Some 100,000 extra tickets will go on sale today, across all 17 sports, and I am certain that these will be snapped up quickly.

One million tickets were sold in the first phase of sales, with the demand for certain sports overwhelming: one of the track cycling sessions was 70 times oversubscribed!

I hope that every single sport is sold out this summer - the opportunity for the Scottish athletes to compete in front of a home crowd will be quite unbelievable.

I will never forget the feeling of walking into Wembley Arena for my first match of London 2012. There were 6000 fans packed into the stadium, more than I had ever played in front of before, and I have to admit that, at first, it was pretty terrifying.

I thought that I had prepared myself for the reception I would receive but it is impossible to anticipate just how loud a home crowd can be. I had played in front of large crowds before - mainly in Asia where badminton is one of their most popular sports - but in those situations the crowd were never cheering for me!

So, to compete at the Olympics, with the whole stadium backing me, was something special. It took a few minutes for the nerves to subside but, once they did, playing in front of a home crowd was the best experience of my entire career.

In my opinion, it is sometimes underestimated just how considerable a difference the backing of such a crowd can make.

The medal count for Team GB in London two years ago demonstrated that the support of a home crowd can give their athletes that little something extra which can improve a fourth place finish into a bronze medal, or a second place into gold.

Another reminder that the Games are fast approaching came yesterday when the Queen's Baton landed on British shores. The Baton arrived in Jersey, which is the first Home Nation stop on the 288-day tour of the Commonwealth, and Tom Daley, who is a Commonwealth Games medallist from Delhi four years ago and also a Glasgow 2014 Ambassador, carried it onto the island.

Following the Baton's visit to Jersey, it will spend the next 32 days visiting Guernsey, Isle of Man, Northern Ireland, Wales and England before it arrives in Scotland on June 14 for a 40-day journey around the nation.

Of all the triumphs of the London Olympics, the Olympic Torch Relay was one of the most unexpected. The Torch's journey around the UK really brought it home to the nation that the Olympic Games were imminent. Community after community welcomed the Torch to their town or city with an enthusiasm that few anticipated.

The real success of the Torch Relay was that it allowed every single person in the UK to feel involved in the Olympic Games and I predict that the Queen's Baton Relay will have a similar effect.

The majority of the Baton-bearers have been nominated as a result of doing work in their community and being given the opportunity to carry the Baton is an enormous privilege.

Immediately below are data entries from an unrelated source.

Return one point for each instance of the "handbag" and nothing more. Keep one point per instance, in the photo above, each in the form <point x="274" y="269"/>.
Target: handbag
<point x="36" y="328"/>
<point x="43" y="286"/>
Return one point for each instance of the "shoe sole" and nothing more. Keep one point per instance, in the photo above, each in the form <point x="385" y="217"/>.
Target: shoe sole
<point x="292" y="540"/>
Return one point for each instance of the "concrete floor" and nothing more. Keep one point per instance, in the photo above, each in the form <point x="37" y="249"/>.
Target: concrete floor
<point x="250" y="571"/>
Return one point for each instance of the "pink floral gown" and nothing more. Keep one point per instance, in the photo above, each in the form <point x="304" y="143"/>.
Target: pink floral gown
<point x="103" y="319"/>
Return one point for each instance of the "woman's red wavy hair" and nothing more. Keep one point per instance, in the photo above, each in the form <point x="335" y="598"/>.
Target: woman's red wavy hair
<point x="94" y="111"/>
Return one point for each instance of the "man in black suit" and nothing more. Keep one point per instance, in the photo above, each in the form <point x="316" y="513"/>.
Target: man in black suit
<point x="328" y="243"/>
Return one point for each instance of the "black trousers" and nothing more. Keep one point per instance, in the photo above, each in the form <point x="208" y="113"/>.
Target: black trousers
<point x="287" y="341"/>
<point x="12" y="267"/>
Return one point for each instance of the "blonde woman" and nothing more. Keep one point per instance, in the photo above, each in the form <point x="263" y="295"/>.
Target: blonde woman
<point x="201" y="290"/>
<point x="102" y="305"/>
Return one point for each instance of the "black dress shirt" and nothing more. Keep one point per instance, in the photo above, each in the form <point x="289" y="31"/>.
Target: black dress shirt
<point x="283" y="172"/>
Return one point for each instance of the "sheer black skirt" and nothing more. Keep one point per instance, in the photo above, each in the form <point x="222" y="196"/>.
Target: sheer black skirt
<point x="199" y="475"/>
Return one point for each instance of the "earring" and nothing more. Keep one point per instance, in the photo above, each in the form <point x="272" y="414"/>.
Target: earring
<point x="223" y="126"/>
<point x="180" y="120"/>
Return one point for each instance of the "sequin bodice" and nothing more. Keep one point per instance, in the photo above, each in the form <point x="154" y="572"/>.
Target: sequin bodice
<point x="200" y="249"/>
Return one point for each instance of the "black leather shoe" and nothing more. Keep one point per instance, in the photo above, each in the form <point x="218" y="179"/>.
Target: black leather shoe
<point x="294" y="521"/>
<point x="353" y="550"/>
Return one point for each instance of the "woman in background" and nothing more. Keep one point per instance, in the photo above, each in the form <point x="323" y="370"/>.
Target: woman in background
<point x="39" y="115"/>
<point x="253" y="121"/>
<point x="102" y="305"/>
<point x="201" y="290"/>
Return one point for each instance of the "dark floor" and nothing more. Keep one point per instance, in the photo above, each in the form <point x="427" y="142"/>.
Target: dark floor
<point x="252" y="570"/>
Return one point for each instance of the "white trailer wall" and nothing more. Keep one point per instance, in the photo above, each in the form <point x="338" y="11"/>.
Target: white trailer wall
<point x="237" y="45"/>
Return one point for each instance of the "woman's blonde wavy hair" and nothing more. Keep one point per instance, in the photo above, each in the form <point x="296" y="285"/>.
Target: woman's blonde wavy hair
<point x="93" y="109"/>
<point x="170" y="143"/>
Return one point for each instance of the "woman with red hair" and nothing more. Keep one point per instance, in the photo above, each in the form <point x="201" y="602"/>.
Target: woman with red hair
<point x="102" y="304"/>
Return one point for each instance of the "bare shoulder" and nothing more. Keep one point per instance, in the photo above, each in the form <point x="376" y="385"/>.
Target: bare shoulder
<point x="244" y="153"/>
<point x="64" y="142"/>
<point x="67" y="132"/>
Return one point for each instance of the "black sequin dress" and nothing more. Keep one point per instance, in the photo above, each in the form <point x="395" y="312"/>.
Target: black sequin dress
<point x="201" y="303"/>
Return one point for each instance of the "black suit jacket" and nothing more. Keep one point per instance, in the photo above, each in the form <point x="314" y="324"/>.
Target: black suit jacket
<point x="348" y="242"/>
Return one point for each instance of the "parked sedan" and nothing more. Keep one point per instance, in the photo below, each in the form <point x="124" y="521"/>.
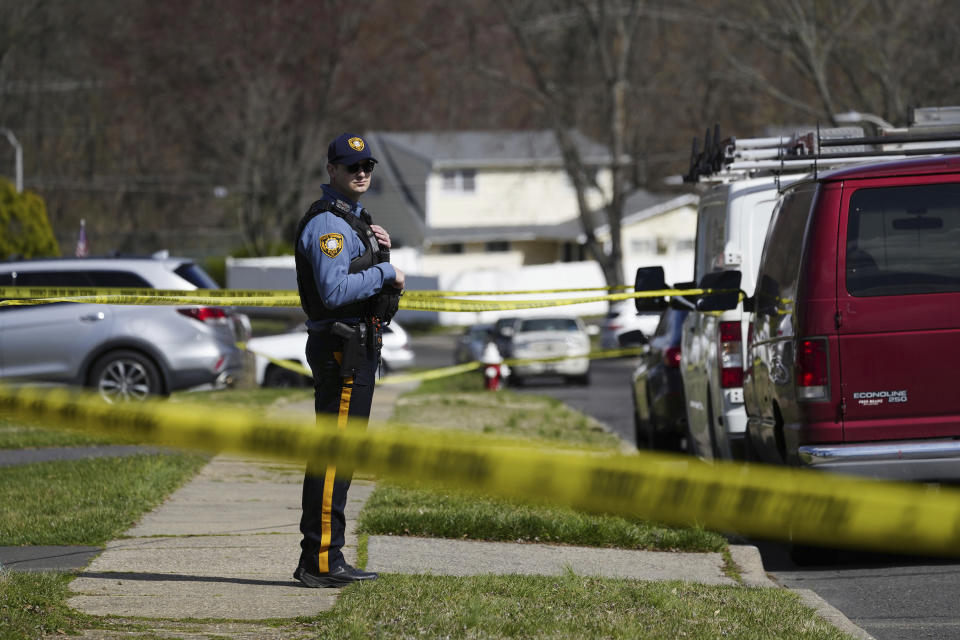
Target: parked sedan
<point x="471" y="342"/>
<point x="125" y="352"/>
<point x="659" y="412"/>
<point x="549" y="337"/>
<point x="624" y="327"/>
<point x="396" y="355"/>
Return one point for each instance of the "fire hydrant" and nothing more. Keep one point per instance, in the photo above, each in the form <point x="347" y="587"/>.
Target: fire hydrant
<point x="494" y="371"/>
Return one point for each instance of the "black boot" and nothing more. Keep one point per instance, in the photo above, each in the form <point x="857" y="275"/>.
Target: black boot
<point x="339" y="576"/>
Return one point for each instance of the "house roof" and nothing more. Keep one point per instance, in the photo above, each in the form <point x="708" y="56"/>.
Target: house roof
<point x="643" y="205"/>
<point x="568" y="231"/>
<point x="488" y="149"/>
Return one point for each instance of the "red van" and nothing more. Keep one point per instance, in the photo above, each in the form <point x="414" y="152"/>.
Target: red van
<point x="854" y="350"/>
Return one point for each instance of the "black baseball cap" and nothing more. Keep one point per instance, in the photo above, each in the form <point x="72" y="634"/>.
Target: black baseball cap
<point x="348" y="148"/>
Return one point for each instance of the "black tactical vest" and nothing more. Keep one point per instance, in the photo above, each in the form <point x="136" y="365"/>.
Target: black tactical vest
<point x="382" y="305"/>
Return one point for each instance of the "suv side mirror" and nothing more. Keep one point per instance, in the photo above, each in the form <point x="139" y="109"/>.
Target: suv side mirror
<point x="684" y="303"/>
<point x="728" y="296"/>
<point x="650" y="279"/>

I am certain that the Baton Relay will really whet the appetite and build up the excitement of people around the UK for the Games to begin.

It is not only Team Scotland which is growing in size each week- Team England was boosted last week with the announcement of their 39-strong swimming team.

England will have one of the largest swimming teams at Glasgow 2014 but Scotland are just a shade behind behind in terms of numbers, with 38 Scottish swimmers selected.

The Tollcross International Swimming Centre has been renovated for the Games and is a spectacular venue. That Scotland and England have such sizeable teams will ensure there are plenty of clashes between swimmers from the two countries.

Match-ups between these two countries, one of the oldest rivalries in the world, are always special and the Games being in Scotland will ensure there is an extra bit of spice to the rivalry. One of the best Scotland-England contests will be between Scottish poster-boy, Michael Jamieson, and his English training partner, Andrew Willis in the 200 metres breaststroke.

The pair train alongside each other in Bath and are good friends but also fierce competitors. Their event will take place on day one of the Games and a Scottish victory over the Auld Enemy would kick-start the Scottish medal-count nicely.